Seppeltsfield teamed with anti-counterfeit technology company and ASX-listed YPB Limited to create a savvy solution that allows you to instantly know whether your wine has been tampered with.
An Australian Federal Government Business Innovation Grant helped get the ball rolling – the project itself taking 12 months of research and development to perfect. The first bottles set to be chipped are the Westing and The Northing Shiraz 2017.
According to Seppeltsfield Barossa Executive Chairman Warren Randall, investing in wine authenticity and protection is a top priority for the esteemed Barossa house.
"Our Barossa red and white wines have only been in existence for a few years, but this has provided as an opportunity to get in early, before we potentially encounter challenges in counterfeiting and really send a signal that our heritage is worth protecting," says Randall.
Protect and serve
So how does the microchip technology work?
YPB has created NFC Vintail technology that assigns a unique ID number to each bottle. This is where a rolling code is applied, which makes it impossible to copy.

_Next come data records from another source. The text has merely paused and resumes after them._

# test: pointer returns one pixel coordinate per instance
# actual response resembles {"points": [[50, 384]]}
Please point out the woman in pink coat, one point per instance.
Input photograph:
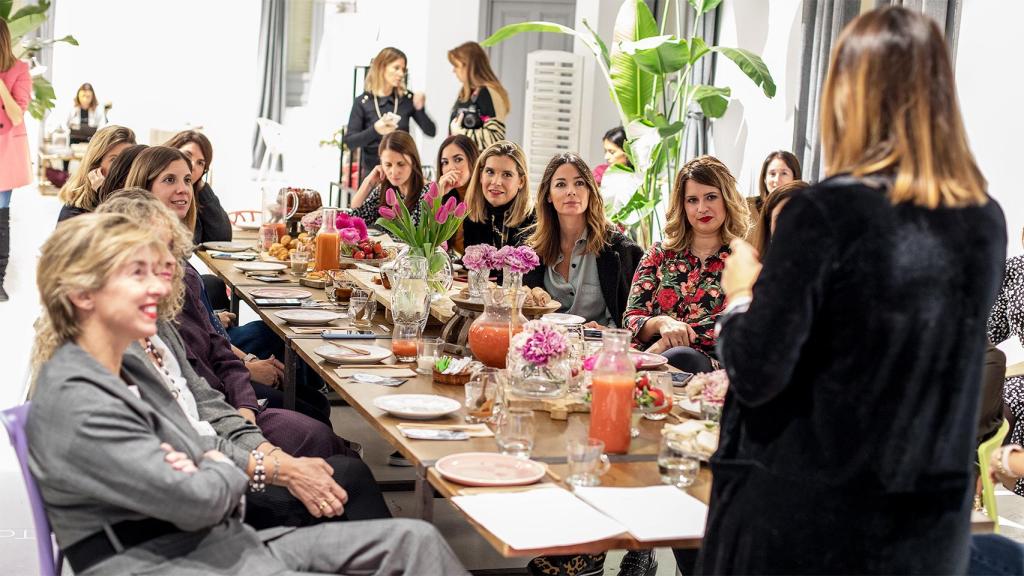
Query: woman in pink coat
{"points": [[15, 91]]}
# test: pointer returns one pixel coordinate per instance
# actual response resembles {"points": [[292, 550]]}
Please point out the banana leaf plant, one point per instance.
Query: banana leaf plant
{"points": [[22, 23], [649, 76]]}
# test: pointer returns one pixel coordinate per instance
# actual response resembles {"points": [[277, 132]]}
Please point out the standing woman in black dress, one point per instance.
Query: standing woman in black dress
{"points": [[385, 107], [855, 358], [483, 105]]}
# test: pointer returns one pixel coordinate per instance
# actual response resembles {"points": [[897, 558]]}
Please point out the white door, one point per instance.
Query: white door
{"points": [[509, 57]]}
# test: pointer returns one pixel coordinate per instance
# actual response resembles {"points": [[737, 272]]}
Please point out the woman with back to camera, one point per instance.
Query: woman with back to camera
{"points": [[212, 222], [677, 291], [482, 106], [385, 107], [80, 193], [15, 171], [855, 356]]}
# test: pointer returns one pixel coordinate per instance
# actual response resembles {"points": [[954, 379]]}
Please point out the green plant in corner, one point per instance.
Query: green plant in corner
{"points": [[26, 21], [649, 75]]}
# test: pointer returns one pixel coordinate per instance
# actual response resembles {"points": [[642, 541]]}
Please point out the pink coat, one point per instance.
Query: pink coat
{"points": [[15, 168]]}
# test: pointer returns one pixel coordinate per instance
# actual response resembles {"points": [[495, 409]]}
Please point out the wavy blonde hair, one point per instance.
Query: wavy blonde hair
{"points": [[546, 235], [522, 204], [711, 171], [78, 191], [142, 206], [80, 255]]}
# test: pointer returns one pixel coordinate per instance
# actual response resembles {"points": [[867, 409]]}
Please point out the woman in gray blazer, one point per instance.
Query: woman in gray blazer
{"points": [[128, 489]]}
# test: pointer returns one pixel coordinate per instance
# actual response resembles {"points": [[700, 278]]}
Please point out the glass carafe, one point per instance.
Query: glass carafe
{"points": [[492, 331], [611, 391]]}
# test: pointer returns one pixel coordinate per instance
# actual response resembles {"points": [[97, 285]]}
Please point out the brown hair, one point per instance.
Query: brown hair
{"points": [[711, 171], [522, 205], [150, 164], [375, 78], [545, 237], [198, 138], [791, 161], [889, 106], [403, 144], [775, 199], [78, 192], [478, 72], [85, 86]]}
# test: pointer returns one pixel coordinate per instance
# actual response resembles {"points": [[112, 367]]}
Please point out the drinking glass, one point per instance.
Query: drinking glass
{"points": [[403, 336], [677, 464], [587, 461], [427, 352], [515, 432]]}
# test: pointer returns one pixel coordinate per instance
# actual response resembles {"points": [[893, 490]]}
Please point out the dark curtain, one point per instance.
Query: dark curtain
{"points": [[271, 58]]}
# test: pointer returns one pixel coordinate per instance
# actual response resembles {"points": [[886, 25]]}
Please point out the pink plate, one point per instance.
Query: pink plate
{"points": [[281, 293], [648, 360], [485, 468]]}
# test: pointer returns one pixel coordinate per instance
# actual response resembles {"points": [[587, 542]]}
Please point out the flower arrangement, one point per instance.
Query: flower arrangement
{"points": [[541, 342]]}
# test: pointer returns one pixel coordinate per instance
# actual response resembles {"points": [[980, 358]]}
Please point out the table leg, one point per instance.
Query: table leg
{"points": [[424, 497], [291, 368]]}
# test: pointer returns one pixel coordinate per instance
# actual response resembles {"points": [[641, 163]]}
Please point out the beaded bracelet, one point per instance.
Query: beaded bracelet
{"points": [[258, 483]]}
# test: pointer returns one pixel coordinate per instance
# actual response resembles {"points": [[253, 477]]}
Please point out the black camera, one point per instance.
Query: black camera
{"points": [[470, 117]]}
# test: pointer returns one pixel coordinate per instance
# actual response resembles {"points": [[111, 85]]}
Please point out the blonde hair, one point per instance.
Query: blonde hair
{"points": [[546, 235], [478, 72], [889, 106], [80, 255], [141, 206], [375, 78], [522, 204], [711, 171], [151, 163], [78, 192]]}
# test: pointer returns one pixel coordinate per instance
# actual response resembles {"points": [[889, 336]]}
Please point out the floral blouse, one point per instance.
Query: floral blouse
{"points": [[675, 284]]}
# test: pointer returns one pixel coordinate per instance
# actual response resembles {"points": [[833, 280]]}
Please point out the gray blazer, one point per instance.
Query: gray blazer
{"points": [[94, 451], [236, 436]]}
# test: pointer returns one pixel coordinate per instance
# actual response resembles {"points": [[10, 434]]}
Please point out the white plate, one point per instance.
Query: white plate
{"points": [[564, 319], [228, 246], [417, 406], [336, 355], [308, 317], [260, 266], [281, 293]]}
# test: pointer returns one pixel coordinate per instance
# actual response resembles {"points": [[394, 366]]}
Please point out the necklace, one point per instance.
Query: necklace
{"points": [[158, 359]]}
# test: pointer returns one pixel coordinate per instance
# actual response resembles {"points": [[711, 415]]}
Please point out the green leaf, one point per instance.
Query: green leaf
{"points": [[705, 6], [714, 100], [658, 54], [753, 67]]}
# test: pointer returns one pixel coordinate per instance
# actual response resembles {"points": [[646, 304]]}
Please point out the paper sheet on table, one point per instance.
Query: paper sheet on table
{"points": [[539, 519], [678, 516]]}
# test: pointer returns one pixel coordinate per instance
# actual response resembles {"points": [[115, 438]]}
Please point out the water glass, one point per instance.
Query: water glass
{"points": [[587, 461], [677, 464], [515, 432], [427, 352], [403, 336]]}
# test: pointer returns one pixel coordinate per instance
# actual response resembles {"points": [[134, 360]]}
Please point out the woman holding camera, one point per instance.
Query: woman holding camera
{"points": [[482, 106], [385, 107]]}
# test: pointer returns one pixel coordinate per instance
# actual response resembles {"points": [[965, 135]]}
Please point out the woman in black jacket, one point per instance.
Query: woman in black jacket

Once your new bottle of wine is opened, your Smartphone will be able to detect if it has been previously been opened or interfered with. The NFC (Near Field Communication) technology is native on all iPhone XS, XS Max and XR – all you need to do is tap where indicated. You'll also get more bang for your buck with wine provenance information and a 360 degree view of the Barossa based headquarters on your screen.
All other models of phones are dating back to iPhone 6 will require the user to download the free NFC reader app. The majority of Android comes have native NFC functionality inbuilt.
A new era for wine
"Aside from entering into the frontier of new wine label counterfeit technology and the timing and availability of this innovation, it was simply impossible in our past life of fortified wines to copy the contents of our signature wine," says Randall of the heritage drop," says Randall.
"Our 100-year old Para Vintage Tawny is the only wine in the world that is matured for 100 years in an oak barrel before bottling. No-one in their right mind would even attempt to replicate that."
Seppeltsfield are not the first in the region to become threatened by counterfeit copies on the market – the most notable being Penfolds – where more than $800,000 worth of their most internationally acclaimed Bin series flooded the market in China last year, while Henschke's lauded Hill of Grace is another favourite among the copycats.
Facing the threat
Randall says counterfeiting is a real threat to the wine industry, much like other luxury items including handbags, designer fashion labels and prestige watches.
"Counterfeiting is a global issue in the luxury goods category," says Randall.
"I see it frequently with wine when I'm travelling in international markets," he adds.
"A tech innovation to help us counteract it with our wine is not so much about fixing the problem, but showing our customers we are making an investment to reduce the risk."